Maybe you should smoke more while at your computer desk in order to control your enlightening temper? First of all I know my skiing ability better than you do. Second, even if I skied greens/blues, it would not have any affect on the discussion smoking on the mountain.

I think it is entertaining that you truly believe you have the same amount of control and safety while skiing high... While I don't even think smoking pot should a crime in general, I fully support you getting busted for skiing high. 

I don't care what you say, it is ILLEGAL. Even if it shouldn't be, it is.

I don't really believe your argument here. I really doubt that the real issue here is tax dollars. Just admit it, you want to smoke green and are too immature to face the consequences of your actions. 

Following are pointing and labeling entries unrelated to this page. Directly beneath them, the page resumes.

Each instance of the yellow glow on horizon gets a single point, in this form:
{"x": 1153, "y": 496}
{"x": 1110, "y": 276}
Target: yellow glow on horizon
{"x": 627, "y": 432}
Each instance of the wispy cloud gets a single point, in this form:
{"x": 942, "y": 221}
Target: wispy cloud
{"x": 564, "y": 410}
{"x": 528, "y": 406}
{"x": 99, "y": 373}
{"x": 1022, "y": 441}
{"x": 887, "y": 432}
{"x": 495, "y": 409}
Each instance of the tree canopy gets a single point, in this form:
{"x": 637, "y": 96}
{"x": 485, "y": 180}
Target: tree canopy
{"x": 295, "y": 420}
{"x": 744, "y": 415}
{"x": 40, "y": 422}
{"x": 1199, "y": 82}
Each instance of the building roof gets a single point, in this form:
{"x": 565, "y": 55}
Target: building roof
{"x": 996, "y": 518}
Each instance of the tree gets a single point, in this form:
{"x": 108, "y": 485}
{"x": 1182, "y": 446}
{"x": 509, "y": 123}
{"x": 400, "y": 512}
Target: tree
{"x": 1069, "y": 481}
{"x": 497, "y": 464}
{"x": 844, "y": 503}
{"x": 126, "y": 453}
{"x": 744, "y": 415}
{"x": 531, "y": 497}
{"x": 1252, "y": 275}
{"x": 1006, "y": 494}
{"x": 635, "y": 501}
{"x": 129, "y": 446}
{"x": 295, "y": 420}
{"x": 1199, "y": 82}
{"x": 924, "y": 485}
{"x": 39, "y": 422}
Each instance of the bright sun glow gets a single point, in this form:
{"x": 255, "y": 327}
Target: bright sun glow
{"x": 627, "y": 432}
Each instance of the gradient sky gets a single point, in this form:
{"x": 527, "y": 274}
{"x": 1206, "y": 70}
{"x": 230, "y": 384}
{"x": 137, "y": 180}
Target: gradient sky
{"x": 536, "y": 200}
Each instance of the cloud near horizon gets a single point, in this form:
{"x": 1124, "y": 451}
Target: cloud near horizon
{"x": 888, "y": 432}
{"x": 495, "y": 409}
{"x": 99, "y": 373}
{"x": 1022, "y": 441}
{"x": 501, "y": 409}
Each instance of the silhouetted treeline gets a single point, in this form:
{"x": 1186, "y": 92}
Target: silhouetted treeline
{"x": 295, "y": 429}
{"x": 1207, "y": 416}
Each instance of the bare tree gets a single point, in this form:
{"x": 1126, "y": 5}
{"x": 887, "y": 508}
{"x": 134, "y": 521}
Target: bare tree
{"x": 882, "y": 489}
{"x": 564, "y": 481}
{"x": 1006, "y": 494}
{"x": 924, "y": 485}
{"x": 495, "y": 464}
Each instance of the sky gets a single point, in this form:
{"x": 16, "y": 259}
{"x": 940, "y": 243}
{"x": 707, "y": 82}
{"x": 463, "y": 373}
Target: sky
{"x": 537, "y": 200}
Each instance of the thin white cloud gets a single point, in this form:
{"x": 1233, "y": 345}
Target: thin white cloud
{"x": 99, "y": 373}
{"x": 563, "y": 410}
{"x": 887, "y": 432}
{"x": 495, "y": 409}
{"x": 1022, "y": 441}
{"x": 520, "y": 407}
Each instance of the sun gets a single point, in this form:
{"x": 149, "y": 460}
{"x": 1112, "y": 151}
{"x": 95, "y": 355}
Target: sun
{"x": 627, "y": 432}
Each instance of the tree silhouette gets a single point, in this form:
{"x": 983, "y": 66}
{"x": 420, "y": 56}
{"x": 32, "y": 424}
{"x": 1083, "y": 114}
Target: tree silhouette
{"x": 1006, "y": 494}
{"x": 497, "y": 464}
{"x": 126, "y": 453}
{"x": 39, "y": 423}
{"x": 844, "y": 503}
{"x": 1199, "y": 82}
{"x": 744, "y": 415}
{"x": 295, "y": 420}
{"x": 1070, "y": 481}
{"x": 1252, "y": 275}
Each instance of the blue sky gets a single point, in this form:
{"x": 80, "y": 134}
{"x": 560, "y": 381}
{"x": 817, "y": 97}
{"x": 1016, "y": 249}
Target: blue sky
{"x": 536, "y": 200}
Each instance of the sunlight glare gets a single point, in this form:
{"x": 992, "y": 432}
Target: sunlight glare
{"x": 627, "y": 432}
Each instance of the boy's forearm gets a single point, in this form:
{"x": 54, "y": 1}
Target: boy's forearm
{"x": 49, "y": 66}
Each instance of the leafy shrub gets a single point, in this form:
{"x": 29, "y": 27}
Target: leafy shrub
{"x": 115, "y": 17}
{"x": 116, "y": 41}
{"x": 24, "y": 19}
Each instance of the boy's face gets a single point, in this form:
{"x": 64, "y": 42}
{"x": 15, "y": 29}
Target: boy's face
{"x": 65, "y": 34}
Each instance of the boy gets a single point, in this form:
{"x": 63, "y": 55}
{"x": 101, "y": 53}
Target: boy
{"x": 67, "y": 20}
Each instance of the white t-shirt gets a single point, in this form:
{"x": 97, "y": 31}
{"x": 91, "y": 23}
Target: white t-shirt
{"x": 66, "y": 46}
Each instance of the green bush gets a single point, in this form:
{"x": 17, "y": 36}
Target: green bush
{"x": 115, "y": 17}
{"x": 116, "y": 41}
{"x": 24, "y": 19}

As to your comments about how much fun I have on the mountain, apparently I have enough fun that I don't need to smoke in order to have a good time. If skiing isn't fun enough without the smoking, why not just stay home and smoke? That way, no issue.

Have a nice day,
David


----------



## Snowhere

Hey, lighten up on David. He is from the springs and we all know that being a right wing wacko comes with living where Focus on someone else’s Family is located. The springs is all about telling the rest of the world how to behave, you know, do as I say, not as I do, ala Ted Haggard method. :mrgreen:


----------



## cuzin

Hey David - remember when it was illegal for black people to go to white restaurants and schools? Remember when it was illegal for women to vote? Do you make the same argument there? Just go along with the laws, David. I engage in my duty of civic disobedience daily. It's people like you that allow irrational, oppressive laws that create more harm than the conduct they punish to remain in effect, and allows the government to impinge on our freedoms based solely on a "moral" justification. It is clear that you share those morals, but that does not justify making my conduct illegal. Blind faith in your government and their laws is a dangerous thing, David. It leads to oppressive regimes and unfettered power. Was the war in Iraq a good idea, David? Your president told you it was. You are a sheep, David, a mindless sheep.


----------



## cuzin

And Focus on you OWN DAMN FAMILY. They're probably smoking meth with a gay prostitute right now.


----------



## FLOWTORCH

David Spiegel said:


> Personally, I have no problem with people smoking pot if that is their deal. I do think, however, it is retarded to ski while high. You put yourself and others at risk because you are not in complete control of your reflexes.
> 
> All that aside, can you really complain about being busted for doing something illegal? Grow up. Quit your bitching. Smoke on your own private property.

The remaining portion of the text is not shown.